It's a sign!

I'm sure you all remember the woman who had the arrow pointing at her last year - well now it seems that Jon is in the same predicament.

This is a new sign and I really like the shape and the whole gallows feel. I don't know if each of the little signs on chains has a formal name but you'll see one with "Farm shop" on the ground. I've just checked and that was promoted to be above the opening hours which Jon is messing with here.

This shot isn't posed and Jon wasn't aware of it - you might say that I took him from behind without warning. Clearly if you were to say that it would be perfectly accurate and any double entendre would be entirely in your head.
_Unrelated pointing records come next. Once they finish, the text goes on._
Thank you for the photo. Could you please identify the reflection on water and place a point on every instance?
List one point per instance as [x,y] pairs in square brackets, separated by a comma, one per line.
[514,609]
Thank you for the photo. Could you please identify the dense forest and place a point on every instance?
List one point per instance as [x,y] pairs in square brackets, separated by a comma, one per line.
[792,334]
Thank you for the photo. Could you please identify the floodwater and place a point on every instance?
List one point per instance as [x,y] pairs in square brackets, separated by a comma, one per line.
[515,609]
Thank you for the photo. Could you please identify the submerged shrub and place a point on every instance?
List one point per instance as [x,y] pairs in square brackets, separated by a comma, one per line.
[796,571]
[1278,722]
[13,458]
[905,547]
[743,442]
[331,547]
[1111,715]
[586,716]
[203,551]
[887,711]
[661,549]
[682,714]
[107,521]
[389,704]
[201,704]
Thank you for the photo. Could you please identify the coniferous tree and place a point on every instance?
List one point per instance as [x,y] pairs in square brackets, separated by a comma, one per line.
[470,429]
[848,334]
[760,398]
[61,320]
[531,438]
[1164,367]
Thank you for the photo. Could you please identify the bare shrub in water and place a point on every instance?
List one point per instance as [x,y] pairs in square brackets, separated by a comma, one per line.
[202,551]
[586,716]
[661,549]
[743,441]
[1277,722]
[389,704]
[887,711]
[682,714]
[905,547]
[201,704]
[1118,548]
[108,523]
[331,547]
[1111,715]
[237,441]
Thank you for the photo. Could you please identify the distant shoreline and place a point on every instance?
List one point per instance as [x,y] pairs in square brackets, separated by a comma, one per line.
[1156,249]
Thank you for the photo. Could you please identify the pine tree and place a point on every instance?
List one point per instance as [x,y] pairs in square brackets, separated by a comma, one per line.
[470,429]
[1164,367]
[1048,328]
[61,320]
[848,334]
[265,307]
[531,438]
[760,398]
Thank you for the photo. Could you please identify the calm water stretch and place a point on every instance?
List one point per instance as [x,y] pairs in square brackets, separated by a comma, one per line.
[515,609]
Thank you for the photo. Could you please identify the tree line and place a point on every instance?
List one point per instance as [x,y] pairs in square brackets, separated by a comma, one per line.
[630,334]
In other news. I collected my monthly prescription and was invited to have a chat with the pharmacist. I don't get out much and when I do I rarely have folk to speak with so I agreed. It was very jolly. She seemed to take my medication far more seriously than I do and she warned me of something about one of the tablets which it might have been useful to know sooner. When I mentioned that I really miss grapefruit juice she was shocked as she hates it but she mentioned that if I was on warfarin I'd not be allowed cranberry juice. On balance I think I'd rather not be allowed cranberry juice than be banned from ever having grapefruit juice but I've got to play the cards I'm dealt.

And then - and this is the big one - I went to Tesco to see if they had any cheese and chutney bread and they didn't. What kind of cruelty is this? As I passed through the checkout I mentioned to the cashier that this bread is like crack cocaine and she said she'd not tried it. As I left the store the customer who had been on the next checkout stopped me and said that she was also bowled over by the cheese and chutney bread and, like me, felt that it replaced the three cheese bread in our affection. Affection? It's addiction! She'd checked the bread counter too and was shocked that C&C wasn't available. I have a feeling that she and I would be heading for meetings with shady folk on street corners where we'd pay over the odds for small parcels of doughy products whilst humming "I'm waiting for the man". I think we might need to set up a support group and apply for council funding and all that stuff.